[Ardour-Dev] Ardour 2.3 released

Sampo Savolainen v2 at iki.fi
Mon Feb 11 03:35:36 PST 2008

Quoting Fons Adriaensen <fons at kokkinizita.net>:

> What saddens me is that the new features make it
> plain clear what has been in the air for some time:
> that Ardour is moving away from being a DAW to being
> a WPMPW - a Western Pop Music Production Workstation.

I disagree with this generalization. "Western pop music" is hardly one
thing, nor is it based on only one set of aesthetics, or based on a single
process of making music. WPM has a lot more depth than just Britney & Justin
and the field contains a huge variety of different music.

> Features such as tempo analysis, editing while
> preserving beat alignment etc. are very centric to
> one particular type of music and make absolutely no
> sense outside that area of interest. Add things like
> time strectching or even just midi and the picture
> is complete.

Ardour has been great for western pop music for quite a long time. I for one
 do "WPM" but I don't track sessions with the correct tempo or use a click.
The fact that I am now able map regions to tempo etc. does not make me run
to those features to complete my work, but they don't make me scream in
agony either.

Ardour gives a way to split regions based on transients within the source
material. That sort of operation can be used for much, much more than "just"
beat slicing, time correction and tempo shifting. You can use those features
to splice up spoken word or an environmental recording and do wonderful
collages using timestretch. It's not just for WPM.

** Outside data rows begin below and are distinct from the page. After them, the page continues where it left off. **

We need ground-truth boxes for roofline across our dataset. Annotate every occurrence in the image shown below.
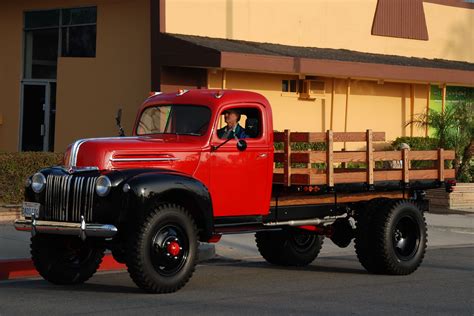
[158,33,474,86]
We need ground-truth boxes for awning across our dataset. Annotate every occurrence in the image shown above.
[157,34,474,86]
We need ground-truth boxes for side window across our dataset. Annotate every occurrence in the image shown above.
[217,108,262,139]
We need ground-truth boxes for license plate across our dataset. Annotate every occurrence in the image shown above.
[23,202,41,217]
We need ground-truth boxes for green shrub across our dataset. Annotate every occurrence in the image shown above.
[0,152,63,204]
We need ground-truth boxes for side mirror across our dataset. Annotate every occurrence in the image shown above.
[237,139,247,151]
[115,109,125,137]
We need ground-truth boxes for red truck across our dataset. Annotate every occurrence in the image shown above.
[15,90,455,293]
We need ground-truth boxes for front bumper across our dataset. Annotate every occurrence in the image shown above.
[14,217,118,240]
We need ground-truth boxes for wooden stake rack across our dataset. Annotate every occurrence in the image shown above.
[273,130,454,187]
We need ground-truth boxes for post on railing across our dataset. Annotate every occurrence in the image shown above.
[326,130,334,188]
[366,129,374,188]
[283,129,291,187]
[402,148,410,184]
[438,148,444,182]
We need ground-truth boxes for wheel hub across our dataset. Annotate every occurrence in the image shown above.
[151,224,189,276]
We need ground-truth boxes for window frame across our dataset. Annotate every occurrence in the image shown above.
[212,104,265,142]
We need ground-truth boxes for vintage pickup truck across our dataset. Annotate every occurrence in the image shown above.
[15,90,455,293]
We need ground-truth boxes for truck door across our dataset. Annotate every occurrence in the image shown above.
[210,105,273,216]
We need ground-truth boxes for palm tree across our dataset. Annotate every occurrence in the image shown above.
[407,101,474,181]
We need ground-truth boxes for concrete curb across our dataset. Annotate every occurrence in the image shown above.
[0,243,216,281]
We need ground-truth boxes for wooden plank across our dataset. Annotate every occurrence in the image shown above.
[333,151,367,163]
[402,148,410,183]
[283,129,291,186]
[326,131,334,187]
[438,148,444,181]
[366,129,375,185]
[286,132,385,143]
[273,152,285,162]
[374,169,403,182]
[273,168,455,185]
[408,150,438,160]
[334,132,385,142]
[374,151,402,161]
[273,132,285,143]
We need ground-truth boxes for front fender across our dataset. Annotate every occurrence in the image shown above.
[124,171,214,240]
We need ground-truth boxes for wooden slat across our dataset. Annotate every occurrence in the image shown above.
[402,148,410,183]
[366,129,375,185]
[333,151,367,163]
[374,169,403,182]
[273,132,285,143]
[334,132,385,142]
[274,150,454,163]
[283,129,291,186]
[326,131,334,187]
[270,192,403,206]
[438,148,444,181]
[273,168,455,185]
[374,151,402,161]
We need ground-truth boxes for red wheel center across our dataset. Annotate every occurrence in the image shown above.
[166,241,181,257]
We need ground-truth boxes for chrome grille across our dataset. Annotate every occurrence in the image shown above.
[42,175,97,222]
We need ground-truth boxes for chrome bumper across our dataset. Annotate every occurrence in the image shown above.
[14,217,118,240]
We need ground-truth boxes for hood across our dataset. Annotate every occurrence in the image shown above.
[64,134,206,174]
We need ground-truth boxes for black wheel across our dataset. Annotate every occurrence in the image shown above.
[255,228,324,266]
[355,200,427,275]
[127,204,198,293]
[31,234,104,285]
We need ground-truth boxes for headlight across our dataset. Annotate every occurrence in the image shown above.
[95,176,112,197]
[31,172,46,193]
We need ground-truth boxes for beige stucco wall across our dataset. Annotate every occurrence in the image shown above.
[209,71,427,149]
[166,0,474,62]
[0,0,150,152]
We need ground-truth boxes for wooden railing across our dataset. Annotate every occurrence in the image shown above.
[273,130,454,187]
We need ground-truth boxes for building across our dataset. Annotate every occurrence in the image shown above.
[0,0,474,152]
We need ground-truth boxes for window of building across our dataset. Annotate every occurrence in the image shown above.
[281,80,297,92]
[61,7,97,57]
[24,7,97,79]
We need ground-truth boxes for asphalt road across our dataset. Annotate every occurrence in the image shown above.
[0,245,474,316]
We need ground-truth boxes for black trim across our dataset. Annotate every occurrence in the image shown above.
[214,216,263,228]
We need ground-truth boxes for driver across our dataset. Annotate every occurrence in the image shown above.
[217,109,248,139]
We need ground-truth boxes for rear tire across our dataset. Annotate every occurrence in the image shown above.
[31,234,105,285]
[255,228,324,267]
[355,200,427,275]
[127,204,198,293]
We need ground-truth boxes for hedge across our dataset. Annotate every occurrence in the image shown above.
[0,152,63,204]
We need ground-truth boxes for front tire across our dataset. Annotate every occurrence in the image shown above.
[127,204,198,293]
[255,228,324,267]
[31,234,105,285]
[355,200,427,275]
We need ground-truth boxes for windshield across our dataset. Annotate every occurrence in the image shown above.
[137,105,211,136]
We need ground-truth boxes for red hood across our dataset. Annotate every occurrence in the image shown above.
[65,135,207,174]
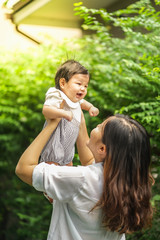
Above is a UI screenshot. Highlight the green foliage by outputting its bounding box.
[0,0,160,240]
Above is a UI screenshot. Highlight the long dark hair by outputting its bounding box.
[94,115,154,233]
[55,59,89,89]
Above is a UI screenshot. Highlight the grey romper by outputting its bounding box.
[40,87,81,165]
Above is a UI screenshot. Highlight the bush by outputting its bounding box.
[0,0,160,240]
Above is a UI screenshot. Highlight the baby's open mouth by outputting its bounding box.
[77,93,83,97]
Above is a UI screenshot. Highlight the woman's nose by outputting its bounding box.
[81,86,85,91]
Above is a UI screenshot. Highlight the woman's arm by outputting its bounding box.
[77,113,94,166]
[15,118,60,185]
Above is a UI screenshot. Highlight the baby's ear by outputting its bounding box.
[59,78,66,89]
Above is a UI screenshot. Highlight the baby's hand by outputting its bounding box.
[64,111,73,121]
[89,106,99,117]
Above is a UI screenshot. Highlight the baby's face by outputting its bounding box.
[60,74,89,102]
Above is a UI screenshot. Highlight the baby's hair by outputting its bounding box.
[55,59,89,89]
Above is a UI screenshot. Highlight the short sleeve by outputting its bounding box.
[44,87,63,108]
[32,162,84,202]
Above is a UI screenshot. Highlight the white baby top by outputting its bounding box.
[44,87,83,122]
[32,163,125,240]
[40,87,81,165]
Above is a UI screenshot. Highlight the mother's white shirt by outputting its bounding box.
[32,162,125,240]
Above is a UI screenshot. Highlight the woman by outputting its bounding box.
[16,115,152,240]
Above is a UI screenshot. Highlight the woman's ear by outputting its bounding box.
[59,78,66,89]
[98,143,107,158]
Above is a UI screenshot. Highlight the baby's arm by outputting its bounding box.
[42,105,73,121]
[81,100,99,117]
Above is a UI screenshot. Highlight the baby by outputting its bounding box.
[40,60,99,169]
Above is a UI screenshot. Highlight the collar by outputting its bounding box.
[59,90,79,108]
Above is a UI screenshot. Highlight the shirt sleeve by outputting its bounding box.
[32,162,84,202]
[44,87,63,108]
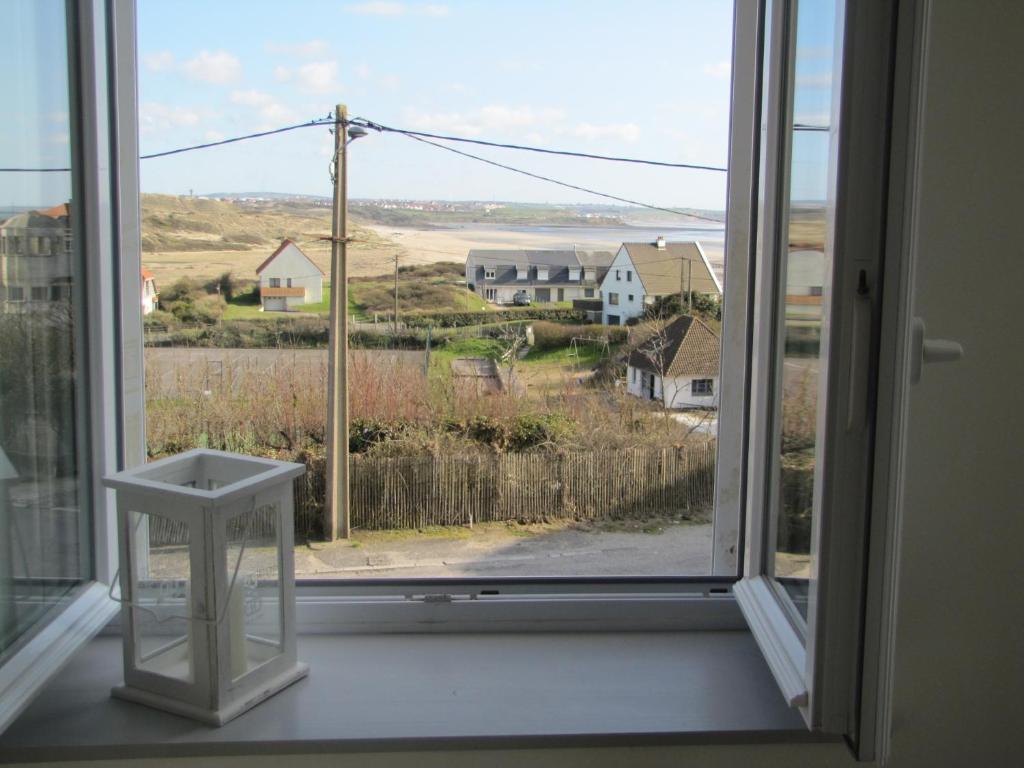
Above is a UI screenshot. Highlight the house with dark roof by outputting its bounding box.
[626,314,721,409]
[0,203,73,312]
[256,240,324,312]
[466,249,612,304]
[601,238,722,326]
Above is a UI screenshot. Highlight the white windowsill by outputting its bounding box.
[0,631,820,763]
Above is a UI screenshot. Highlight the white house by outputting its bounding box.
[626,314,721,409]
[142,269,160,314]
[256,240,324,312]
[601,238,722,326]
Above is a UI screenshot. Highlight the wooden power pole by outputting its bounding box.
[325,104,350,540]
[394,254,398,336]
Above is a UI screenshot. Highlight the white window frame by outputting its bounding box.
[733,0,894,755]
[0,0,144,730]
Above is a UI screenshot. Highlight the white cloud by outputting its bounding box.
[345,0,452,18]
[345,0,406,16]
[228,90,273,106]
[138,101,201,134]
[182,50,242,85]
[416,4,452,18]
[228,90,298,128]
[264,40,329,58]
[142,50,174,72]
[702,58,732,80]
[571,123,640,143]
[407,104,565,136]
[797,72,831,88]
[295,61,338,93]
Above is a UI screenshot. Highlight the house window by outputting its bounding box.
[690,379,714,395]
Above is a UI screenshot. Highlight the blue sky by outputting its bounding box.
[138,0,732,208]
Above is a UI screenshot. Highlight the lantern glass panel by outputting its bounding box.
[225,504,284,679]
[130,512,196,682]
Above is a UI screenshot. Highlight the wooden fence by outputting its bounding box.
[151,441,716,545]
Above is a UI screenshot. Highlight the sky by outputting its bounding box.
[138,0,732,209]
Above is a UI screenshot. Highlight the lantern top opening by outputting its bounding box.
[103,449,305,503]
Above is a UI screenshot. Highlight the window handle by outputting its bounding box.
[910,317,964,384]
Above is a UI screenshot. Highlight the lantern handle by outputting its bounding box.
[106,497,256,625]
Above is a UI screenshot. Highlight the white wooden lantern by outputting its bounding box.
[104,449,308,725]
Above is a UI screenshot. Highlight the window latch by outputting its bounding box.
[910,317,964,384]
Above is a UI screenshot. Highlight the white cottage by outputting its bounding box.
[256,240,324,312]
[601,238,722,326]
[626,314,721,409]
[142,269,160,314]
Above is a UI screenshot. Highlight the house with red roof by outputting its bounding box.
[256,240,324,312]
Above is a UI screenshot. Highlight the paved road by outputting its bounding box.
[295,521,712,579]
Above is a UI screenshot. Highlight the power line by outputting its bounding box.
[139,118,334,160]
[349,118,729,173]
[380,130,722,224]
[0,118,334,173]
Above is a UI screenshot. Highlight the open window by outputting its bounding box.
[734,0,893,741]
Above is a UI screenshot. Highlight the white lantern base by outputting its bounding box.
[111,662,309,727]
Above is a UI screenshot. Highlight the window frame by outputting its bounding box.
[0,0,144,730]
[737,0,895,749]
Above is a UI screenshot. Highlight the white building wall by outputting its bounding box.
[259,246,324,309]
[665,376,719,409]
[601,247,644,326]
[626,366,719,410]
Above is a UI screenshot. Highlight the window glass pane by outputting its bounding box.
[773,2,837,620]
[0,0,91,652]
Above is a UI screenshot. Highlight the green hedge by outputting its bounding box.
[401,306,587,328]
[534,321,629,350]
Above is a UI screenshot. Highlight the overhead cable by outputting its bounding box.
[349,118,729,173]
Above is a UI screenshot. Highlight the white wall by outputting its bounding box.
[880,2,1024,767]
[259,245,324,307]
[601,247,644,325]
[665,376,719,409]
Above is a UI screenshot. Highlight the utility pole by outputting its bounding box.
[686,259,693,315]
[325,104,350,540]
[394,254,398,336]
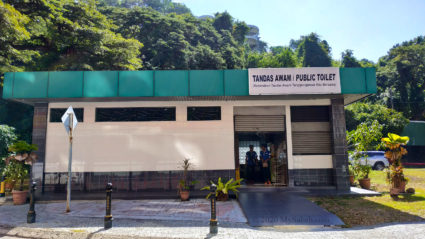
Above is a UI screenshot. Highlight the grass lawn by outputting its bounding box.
[310,169,425,227]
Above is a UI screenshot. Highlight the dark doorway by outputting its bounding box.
[235,131,288,186]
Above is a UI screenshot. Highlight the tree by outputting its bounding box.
[248,46,297,68]
[347,120,382,180]
[232,22,249,44]
[102,7,246,69]
[345,102,409,135]
[341,49,361,67]
[377,37,425,120]
[0,0,37,75]
[0,124,18,157]
[213,12,233,32]
[7,0,143,70]
[290,33,332,67]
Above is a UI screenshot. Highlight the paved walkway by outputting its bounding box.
[239,191,344,227]
[0,200,425,239]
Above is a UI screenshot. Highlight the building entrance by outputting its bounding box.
[235,132,288,186]
[234,106,288,186]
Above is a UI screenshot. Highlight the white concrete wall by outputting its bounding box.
[45,99,330,172]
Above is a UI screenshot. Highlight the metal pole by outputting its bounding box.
[0,172,6,198]
[210,184,218,234]
[104,183,113,229]
[27,181,37,223]
[66,113,74,212]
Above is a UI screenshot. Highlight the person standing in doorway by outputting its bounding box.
[245,145,258,183]
[260,145,272,184]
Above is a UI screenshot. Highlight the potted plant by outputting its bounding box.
[201,178,243,201]
[178,159,198,201]
[4,141,37,205]
[357,164,372,189]
[347,120,383,189]
[382,133,409,195]
[348,164,355,186]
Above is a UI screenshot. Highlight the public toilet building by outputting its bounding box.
[3,67,376,196]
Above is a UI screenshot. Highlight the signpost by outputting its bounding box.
[62,106,78,212]
[248,67,341,95]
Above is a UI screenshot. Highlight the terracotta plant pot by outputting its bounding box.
[4,182,15,192]
[359,178,370,189]
[12,190,28,205]
[350,175,354,185]
[180,191,189,201]
[390,188,400,196]
[217,193,229,201]
[398,181,406,193]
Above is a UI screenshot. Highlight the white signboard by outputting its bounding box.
[61,106,78,134]
[248,67,341,95]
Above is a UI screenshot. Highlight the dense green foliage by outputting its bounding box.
[377,36,425,120]
[0,125,18,157]
[347,120,382,179]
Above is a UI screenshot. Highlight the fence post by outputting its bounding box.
[27,181,37,223]
[210,184,218,234]
[104,183,113,229]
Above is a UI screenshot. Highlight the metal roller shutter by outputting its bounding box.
[292,131,332,155]
[235,115,285,132]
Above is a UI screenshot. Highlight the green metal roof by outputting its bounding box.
[3,68,376,100]
[401,121,425,146]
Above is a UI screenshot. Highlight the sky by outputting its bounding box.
[174,0,425,62]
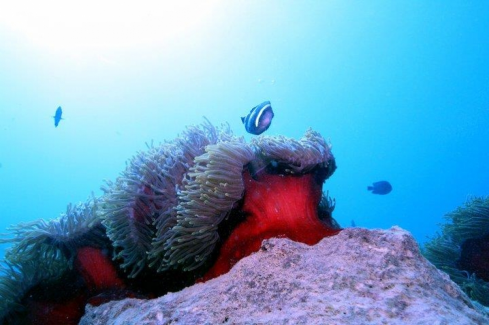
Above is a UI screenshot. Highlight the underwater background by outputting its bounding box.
[0,1,489,256]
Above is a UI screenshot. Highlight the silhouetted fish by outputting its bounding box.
[367,181,392,195]
[241,101,273,135]
[53,106,63,127]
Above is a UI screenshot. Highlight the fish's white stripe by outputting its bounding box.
[255,104,271,127]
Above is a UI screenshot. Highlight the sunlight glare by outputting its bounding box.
[0,0,217,52]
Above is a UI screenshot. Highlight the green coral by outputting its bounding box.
[423,197,489,306]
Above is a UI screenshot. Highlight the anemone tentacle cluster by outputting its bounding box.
[423,197,489,306]
[0,120,339,320]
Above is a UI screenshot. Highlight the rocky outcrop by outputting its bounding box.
[80,227,489,325]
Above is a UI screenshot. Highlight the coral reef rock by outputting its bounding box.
[80,227,489,325]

MIDI you can use for controlling external gear and software in sync with the
session. How's that for a non-WPM use?

And yeah, some people like those features and want to do WPM and can't wait
for someone to put together a RubberBand autotune plugin. Still, nothing has
been taken away from you to provide those features.

> And it certainly gets in the way by increasing complexity
> and consequently degrading stability and reliability.
> I'm seasoned enough in software engineering - and so all
> the Ardour developers I imagine - to know this is really
> unavoidable. And none of these features are optional -
> you can't build Ardour without them unless you really
> love a major headache.

99% of the degradation in stability or reliablity of such features affects
only those features. If you don't use the, you don't run into their bugs either.

And that remaining 1%? Yes, it's unavoidable that bugs will get written. But
there is an upside: Completing features like this often brings up existing
issues to attention. The end result is that you get new buggy features, but
more issues in the "mainline" are fixed.